OneAccord Case Study: “Not Your Average Joe’s” Restaurant Chain
by Website Developer May 25th, 2010Prepared by Jim Fisher, Principal – New England
Industry: “Not Your Average Joe’s” Restaurant Chain
Revenue: $50M+
Location: Boston, Mass
Business Situation
:
- Not Your Average Joe’s is a fifteen unit Boston area casual dining chain (competitive to multi-billion dollar national chains like Chili’s, Applebee’s, and TGI Friday’s) with system wide sales near $50 million and known for its “Creative Casual Cuisine.”
- Sales of three “troubled” units had historically lagged the remaining system and decisions on whether to extend leases would be due.
- Restaurant sales in general and the casual dining segment in particular were slow in the summer of 2009.

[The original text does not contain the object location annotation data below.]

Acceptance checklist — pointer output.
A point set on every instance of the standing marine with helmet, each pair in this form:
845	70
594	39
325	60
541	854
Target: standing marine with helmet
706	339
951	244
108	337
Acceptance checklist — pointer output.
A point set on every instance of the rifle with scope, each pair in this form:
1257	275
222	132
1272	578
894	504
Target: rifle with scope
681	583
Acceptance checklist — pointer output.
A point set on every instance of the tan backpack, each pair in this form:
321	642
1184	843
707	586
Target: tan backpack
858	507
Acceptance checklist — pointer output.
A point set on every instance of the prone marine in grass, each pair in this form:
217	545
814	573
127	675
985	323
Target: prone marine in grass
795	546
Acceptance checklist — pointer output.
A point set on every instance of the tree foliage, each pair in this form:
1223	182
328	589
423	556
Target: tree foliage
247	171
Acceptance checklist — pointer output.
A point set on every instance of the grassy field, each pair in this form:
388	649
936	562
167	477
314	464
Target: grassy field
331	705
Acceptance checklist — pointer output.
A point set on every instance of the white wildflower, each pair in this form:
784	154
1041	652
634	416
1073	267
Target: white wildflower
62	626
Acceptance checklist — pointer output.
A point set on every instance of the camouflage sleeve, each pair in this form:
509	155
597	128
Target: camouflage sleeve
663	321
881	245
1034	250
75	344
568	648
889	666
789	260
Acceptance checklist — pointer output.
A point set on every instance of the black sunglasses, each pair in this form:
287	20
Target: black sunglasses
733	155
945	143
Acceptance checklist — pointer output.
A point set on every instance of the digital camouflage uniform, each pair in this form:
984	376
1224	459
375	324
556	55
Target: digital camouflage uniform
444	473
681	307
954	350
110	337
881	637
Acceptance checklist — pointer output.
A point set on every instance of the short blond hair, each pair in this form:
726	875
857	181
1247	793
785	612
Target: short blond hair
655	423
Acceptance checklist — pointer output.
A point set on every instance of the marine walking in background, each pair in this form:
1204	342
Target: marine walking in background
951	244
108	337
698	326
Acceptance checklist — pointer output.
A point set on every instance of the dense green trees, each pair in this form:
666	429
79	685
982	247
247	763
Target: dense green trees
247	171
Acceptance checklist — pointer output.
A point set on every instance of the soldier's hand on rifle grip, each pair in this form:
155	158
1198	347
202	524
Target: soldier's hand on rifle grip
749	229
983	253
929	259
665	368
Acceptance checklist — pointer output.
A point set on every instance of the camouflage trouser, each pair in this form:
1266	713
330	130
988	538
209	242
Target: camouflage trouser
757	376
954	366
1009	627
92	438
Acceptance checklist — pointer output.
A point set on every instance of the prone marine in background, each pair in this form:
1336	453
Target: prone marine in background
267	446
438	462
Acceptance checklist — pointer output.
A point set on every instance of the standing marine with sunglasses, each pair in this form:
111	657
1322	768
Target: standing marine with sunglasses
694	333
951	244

- The units’ long standing negative historical trends meant it was important to be aggressive and avoid eventually looking back and wondering if more could have been done.
OneAccord Solution:
- Working with the CEO, company marketer, senior management team, and the unit management teams, create three phase location specific short term programs to profitably build sales while strengthening the brand itself.

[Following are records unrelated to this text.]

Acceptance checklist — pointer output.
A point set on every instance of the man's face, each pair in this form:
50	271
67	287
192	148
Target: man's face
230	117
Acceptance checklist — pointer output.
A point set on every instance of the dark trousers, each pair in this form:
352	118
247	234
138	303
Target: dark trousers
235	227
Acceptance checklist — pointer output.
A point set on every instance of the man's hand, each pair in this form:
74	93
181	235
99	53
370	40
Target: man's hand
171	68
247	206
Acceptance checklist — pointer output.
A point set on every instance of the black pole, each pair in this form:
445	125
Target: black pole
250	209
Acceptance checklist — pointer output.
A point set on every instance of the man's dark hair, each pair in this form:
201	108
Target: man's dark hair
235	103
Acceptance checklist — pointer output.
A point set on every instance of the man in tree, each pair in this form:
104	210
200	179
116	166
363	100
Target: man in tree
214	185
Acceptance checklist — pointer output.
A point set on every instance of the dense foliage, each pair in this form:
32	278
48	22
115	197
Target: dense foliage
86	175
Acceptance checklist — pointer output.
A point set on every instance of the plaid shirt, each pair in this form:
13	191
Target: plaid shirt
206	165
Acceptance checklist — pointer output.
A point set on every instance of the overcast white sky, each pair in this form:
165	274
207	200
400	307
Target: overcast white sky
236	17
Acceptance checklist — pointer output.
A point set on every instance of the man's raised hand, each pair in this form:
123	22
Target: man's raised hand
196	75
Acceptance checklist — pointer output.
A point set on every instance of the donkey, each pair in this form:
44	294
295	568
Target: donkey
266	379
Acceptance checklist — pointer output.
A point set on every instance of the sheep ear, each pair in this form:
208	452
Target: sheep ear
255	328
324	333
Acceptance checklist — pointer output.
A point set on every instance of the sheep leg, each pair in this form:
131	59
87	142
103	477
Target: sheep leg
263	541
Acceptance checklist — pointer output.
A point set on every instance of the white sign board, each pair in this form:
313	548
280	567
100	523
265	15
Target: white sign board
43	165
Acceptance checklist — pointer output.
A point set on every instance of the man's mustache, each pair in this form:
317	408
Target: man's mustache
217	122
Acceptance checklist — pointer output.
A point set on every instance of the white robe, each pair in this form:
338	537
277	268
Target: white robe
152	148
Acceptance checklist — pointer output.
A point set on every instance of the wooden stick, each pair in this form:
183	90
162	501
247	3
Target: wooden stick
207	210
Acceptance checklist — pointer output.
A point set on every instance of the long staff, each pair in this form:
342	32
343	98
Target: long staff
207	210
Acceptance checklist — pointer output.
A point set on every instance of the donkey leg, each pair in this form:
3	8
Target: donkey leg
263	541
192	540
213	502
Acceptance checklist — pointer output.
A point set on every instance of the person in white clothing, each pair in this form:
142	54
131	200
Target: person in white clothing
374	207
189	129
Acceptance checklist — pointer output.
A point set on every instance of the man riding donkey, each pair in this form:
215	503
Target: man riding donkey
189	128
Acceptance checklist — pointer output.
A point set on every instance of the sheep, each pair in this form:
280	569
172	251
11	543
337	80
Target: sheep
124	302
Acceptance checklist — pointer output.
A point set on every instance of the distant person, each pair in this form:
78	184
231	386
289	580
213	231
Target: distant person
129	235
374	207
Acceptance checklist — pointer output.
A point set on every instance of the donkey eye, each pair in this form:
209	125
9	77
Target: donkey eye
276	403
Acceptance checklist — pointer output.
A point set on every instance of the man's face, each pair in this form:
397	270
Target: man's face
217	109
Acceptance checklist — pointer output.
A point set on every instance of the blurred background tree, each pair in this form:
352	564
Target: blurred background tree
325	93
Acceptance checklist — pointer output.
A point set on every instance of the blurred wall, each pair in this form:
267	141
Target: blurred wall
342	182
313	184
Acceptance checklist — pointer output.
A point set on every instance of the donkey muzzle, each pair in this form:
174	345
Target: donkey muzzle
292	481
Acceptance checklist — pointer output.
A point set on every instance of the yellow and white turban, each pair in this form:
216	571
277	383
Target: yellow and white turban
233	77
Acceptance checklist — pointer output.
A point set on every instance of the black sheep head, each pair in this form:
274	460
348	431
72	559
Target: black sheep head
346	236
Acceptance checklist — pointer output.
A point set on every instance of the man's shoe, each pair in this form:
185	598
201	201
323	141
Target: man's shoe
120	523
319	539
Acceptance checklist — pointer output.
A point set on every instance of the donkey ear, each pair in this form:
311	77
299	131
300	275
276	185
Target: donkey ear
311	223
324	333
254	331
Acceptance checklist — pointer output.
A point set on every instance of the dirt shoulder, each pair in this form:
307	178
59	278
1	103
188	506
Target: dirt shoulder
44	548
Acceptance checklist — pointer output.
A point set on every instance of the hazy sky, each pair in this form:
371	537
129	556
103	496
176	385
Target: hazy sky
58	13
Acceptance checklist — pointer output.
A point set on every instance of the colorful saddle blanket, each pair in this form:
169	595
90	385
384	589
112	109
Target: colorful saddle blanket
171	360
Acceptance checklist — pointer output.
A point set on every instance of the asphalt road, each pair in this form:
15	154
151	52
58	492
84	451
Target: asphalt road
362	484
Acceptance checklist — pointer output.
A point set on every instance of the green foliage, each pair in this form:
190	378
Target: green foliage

- Focus on driving not only trial visits but also repeat visits to get new customers into the Not Your Average Joe’s habit.
- Give full consideration to existing consumer research, explore relevant secondary research and market by market demographics, and evaluate existing menu development plans.
- Visit each restaurant to interview the General Manager and comprehend attributes and
location specific challenges and opportunities (traffic and commuter patterns, visibility, daypart sales patterns, staff strengths).
- Involve and motivate each restaurant team.
Engagement:
- Engagement lasted from May through August, 2009 with one month ramp up and three months of execution.
- Focus was on building the brand and the customer experience.
- Full program was reviewed by the senior management team before rolling out to each store manager.
- Program was divided into three phases:
- Phase I used external sampling, prints, direct mail promotions to new customers and email blasts to current customers. All value focused promotions created bundled menu items and avoided perceptions of direct discounts.
- Promotions focused on key business dayparts: lunch, after work refreshments, dinner, and take out while reinforcing restaurant locations.
- Location specific opportunities were leveraged: commuter trains, malls, auto and pedestrian traffic, visibility options, offices, and in store communications.
- Phase II created a “Customer Appreciation Week” in which all customers were treated like new customers and given New Customer packets to encourage return visits.
- Phase III was a limited reinforcement of Phase I was also supporting a special menu roll out featuring recipes using local farmers and vendors.
- Result metrics were monitored and reported on weekly, and restaurant General Managers were contacted frequently.
Results:
- Twelve weeks after the program started, the three restaurant sales improved by more than + 6% against a pre-program decline of – 5%, or approximately 11+% percentage point sales trend shift.
- After adjusting for all program related costs, net profits virtually doubled the incremental investment.